Sarah Woodhams told the court she had been taking her make up off and gazing at the city skyline when the car's speeding lights caught her attention.
"I've never seen anything like it before, it was so quick and it really grabbed my attention," she said.
"It shot across and went through the barrier."
Woodhams lost sight of the car and didn't see it hit a parked Nissan below, narrowly missing two women who were inside it at the time.
Hartnoll, who was 39, suffered rib and clavicle fractures and spine injuries and his former girlfriend, who was 30, suffered serious head injuries.
A police witness told the court yesterday the car being left in drive was the primary cause of the crash, but today the defence suggested the car parking building's fencing was not up to scratch.
The York St car park adhered to building code requirements when it was built but not to recent updates in the building code.
Auckland Council was not tasked with nor able to enforce requirements to ensure buildings were up to current building compliance codes, only that they met the code requirements at the time they were built, the court heard.
Hartnoll's lawyer Alistair Haskett said he believed the car parking building's outer fencing had met requirements for pedestrian safety, but there was nowhere in council reports which indicated the fencing was strong enough to withstand the force of a vehicle.
In 2002 building requirements around car parking building barriers and the amount of force they could withstand were updated to try to prevent cars from going through barriers, the court was told.
Following Hartnoll's accident last year, police witness and senior compliance adviser for Auckland Council William Smeed said it had been arranged for several other car parking buildings in the city to be inspected.
"Since this accident, the council is putting in place a regime of upgrading their car parks.
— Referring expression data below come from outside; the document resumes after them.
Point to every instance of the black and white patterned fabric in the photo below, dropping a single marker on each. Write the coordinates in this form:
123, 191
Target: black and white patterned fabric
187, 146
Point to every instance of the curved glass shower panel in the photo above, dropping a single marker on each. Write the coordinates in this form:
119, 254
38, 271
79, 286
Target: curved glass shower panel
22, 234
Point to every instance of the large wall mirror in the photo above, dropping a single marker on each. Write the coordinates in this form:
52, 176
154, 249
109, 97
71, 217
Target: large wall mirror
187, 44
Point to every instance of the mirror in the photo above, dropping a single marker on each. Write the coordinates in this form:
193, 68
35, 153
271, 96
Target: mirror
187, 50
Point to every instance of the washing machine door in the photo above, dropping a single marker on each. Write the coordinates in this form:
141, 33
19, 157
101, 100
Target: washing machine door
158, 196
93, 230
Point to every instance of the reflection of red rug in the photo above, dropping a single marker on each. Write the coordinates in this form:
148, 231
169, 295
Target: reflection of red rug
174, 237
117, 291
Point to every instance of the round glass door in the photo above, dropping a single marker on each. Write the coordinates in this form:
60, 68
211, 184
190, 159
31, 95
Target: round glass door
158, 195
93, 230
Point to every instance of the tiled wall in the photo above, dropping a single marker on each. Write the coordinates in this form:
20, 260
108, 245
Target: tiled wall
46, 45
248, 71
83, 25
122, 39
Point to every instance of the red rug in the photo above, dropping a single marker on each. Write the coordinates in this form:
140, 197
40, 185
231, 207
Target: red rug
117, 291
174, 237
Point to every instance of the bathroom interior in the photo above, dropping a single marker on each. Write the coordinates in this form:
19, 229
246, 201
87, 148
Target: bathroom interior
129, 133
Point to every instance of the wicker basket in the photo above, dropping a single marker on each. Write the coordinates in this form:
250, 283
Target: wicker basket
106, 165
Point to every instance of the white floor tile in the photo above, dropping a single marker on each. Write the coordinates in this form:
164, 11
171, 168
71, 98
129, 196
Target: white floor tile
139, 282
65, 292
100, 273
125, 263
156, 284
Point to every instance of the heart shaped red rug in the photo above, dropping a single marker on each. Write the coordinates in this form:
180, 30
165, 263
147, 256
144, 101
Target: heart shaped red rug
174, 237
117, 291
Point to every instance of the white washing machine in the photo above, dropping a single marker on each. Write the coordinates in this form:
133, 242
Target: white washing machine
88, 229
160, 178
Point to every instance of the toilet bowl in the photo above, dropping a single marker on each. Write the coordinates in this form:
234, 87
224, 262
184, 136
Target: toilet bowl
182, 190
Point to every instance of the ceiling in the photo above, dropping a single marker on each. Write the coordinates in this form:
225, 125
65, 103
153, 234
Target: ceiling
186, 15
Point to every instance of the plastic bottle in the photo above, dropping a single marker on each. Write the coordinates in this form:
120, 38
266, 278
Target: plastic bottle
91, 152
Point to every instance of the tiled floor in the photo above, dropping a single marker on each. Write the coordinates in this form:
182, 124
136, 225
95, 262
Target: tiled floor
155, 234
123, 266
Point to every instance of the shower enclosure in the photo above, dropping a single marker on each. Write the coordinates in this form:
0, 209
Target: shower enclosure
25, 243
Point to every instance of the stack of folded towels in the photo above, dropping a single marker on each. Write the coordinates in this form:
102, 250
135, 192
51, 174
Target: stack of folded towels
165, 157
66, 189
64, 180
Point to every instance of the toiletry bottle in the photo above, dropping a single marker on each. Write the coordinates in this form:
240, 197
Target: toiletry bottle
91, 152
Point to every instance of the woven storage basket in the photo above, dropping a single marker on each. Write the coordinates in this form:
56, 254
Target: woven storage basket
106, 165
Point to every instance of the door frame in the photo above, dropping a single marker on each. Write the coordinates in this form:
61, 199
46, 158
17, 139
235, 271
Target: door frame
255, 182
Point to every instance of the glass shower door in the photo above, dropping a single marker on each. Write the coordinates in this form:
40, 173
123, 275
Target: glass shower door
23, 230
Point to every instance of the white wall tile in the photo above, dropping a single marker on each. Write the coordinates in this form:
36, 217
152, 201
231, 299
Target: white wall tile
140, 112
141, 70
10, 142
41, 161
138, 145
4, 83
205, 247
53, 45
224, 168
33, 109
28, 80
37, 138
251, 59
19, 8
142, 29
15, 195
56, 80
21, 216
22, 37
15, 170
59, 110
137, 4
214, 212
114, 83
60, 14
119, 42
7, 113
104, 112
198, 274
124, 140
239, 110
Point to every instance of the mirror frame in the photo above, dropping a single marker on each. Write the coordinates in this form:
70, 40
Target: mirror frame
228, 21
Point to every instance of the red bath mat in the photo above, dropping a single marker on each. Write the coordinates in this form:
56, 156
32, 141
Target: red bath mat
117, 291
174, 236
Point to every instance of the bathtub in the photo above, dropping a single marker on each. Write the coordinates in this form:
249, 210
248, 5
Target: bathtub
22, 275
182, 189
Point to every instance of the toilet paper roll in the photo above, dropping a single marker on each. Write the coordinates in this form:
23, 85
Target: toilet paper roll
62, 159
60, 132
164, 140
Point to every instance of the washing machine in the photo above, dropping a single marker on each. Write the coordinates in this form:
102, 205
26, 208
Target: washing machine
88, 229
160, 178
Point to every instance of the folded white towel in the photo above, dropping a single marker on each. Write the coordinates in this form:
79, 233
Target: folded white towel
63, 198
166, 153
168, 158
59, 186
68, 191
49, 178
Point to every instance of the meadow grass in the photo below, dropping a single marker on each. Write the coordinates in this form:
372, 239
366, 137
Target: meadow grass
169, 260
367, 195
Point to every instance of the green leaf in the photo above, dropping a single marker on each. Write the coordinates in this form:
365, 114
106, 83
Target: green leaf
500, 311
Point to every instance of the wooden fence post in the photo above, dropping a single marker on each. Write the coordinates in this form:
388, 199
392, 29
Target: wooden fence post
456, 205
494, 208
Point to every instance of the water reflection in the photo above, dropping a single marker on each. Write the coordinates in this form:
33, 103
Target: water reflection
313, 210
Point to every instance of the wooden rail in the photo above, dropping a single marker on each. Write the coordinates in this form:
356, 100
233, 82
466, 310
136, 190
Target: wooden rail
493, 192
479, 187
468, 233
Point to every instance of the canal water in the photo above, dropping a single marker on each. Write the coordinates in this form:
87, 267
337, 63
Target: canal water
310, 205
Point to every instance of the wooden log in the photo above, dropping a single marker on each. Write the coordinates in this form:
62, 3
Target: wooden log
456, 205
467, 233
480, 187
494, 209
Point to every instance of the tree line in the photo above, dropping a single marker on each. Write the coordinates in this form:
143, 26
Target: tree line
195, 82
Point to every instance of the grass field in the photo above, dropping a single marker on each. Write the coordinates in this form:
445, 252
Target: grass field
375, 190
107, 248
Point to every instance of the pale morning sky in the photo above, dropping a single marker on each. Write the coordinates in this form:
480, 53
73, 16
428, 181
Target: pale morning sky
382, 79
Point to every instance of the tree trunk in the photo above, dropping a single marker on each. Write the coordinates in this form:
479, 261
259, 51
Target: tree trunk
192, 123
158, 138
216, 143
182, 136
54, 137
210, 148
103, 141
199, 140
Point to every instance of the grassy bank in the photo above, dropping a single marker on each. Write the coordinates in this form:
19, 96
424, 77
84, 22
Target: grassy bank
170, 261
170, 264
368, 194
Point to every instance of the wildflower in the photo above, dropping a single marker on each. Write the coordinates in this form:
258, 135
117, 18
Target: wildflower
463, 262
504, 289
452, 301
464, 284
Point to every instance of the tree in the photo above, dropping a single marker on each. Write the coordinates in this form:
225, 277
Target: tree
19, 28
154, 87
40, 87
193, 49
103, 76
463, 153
I am aware the council is concerned about their car park fencing."
New technology, like automatic stop and start driving were also a factor in this decision, he said.
The council had also raised the issue with central government and was in the process of ensuring car parks were at a higher standard than when they were built, he said.
Haskett argued this meant the council was not happy with the standard of the car park at the time of the accident, but Smeed said this was not necessarily the case.
"At the time the building was built maybe the standard wasn't good enough," he told the court.
This did not mean the car park was a dangerous building because building codes related to structural integrity, he said.
While the building standards had improved since the York St car park was built, it was still the actions of the driver which were most important, he said.